Soft Matter in the Nanoscale

Play-doh, 3-D printer gels, latex paint, battery electrolytes and even some foods like mayonnaise are considered soft matter.

 A huge project involves researchers from the US Department of Energy’s (DOE) Argonne National Laboratory and the Pritzker School of Molecular Engineering at the University of Chicago. 

The team has discovered an advance for understanding and enhancing the flow properties of soft matter on the nanoscale. This advance is because of a new technique called X-ray photon correlation spectroscopy (XPCS).  

This information was recently published in PNAS. 

Matthew Tirrell is a scientist at Argonne and is working with the University of Chicago. He states, “Soft matter is easily deformed. It’s properties are highly responsive to outside stimuli, such as force, temperature change or chemical reaction.” 

For example, when paint is applied to walls, flows that are highly complex happen at the nanoscale. When the rolling or brushing is stopped, paint does not drip off the wall. 

“In a nutshell, we developed a new technique to characterize the complicated fluctuations that soft matter nanoparticles undergo while being subjected to something like an applied force or temperature change,” said Hong Rui He, lead author of the paper.

 

Flow behavior and interactions of these nanoparticles overtime has been elusive. It is difficult to distinguish between flow properties.

Wei Chen is an Argonne chemist. He states, “Previous XPCS experiments required averaging collected data, which led to the loss of crucial information about the complex processes at the nanoscale.”

The team used XPCS data to understand the transport coefficient. The flow of a material is the required coefficient.
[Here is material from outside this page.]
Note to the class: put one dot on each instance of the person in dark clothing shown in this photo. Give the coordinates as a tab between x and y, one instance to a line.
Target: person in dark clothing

 Using the XPCS data is important to understanding movement in soft matter and changes over time while responding to an external stimulus. 

The Advanced Photon Source (APS) at the DOE Office of Science at Argonne have a special X-ray beam. 

The team tested their theories using the XPCS method on a complex soft material. The material was a mix of spherical charged particles in a salt solution. Shearing was the force being applied to the material. 

“Shearing occurs when you spread thick lotion on your hands and rub them together,” says Surech Narayanan, group leader at APS. 

The shearing showed changing flow properties and deformities in the salt mixture. Three bands of nanoparticles were formed. These bands are fast moving, slow moving and static. 

The fast moving bands disappeared after 15 seconds.

40 seconds later, three bands reappeared.  

These findings are a major leap forward for  analysis. It will be used to test many forms of soft matter in the future. 

“The XPCS development is very timely for future work due to the significant increase in beam brightness with the APS upgrade. What’s more, it holds potential for studying natural phenomena, such as landslides, earthquakes and the growth of plaque in arteries. Understanding the fluctuations in flow at the nano scale could help predict future changes on a larger scale,” said Narayanan. 

New experiments are set to begin at APS later in 2024.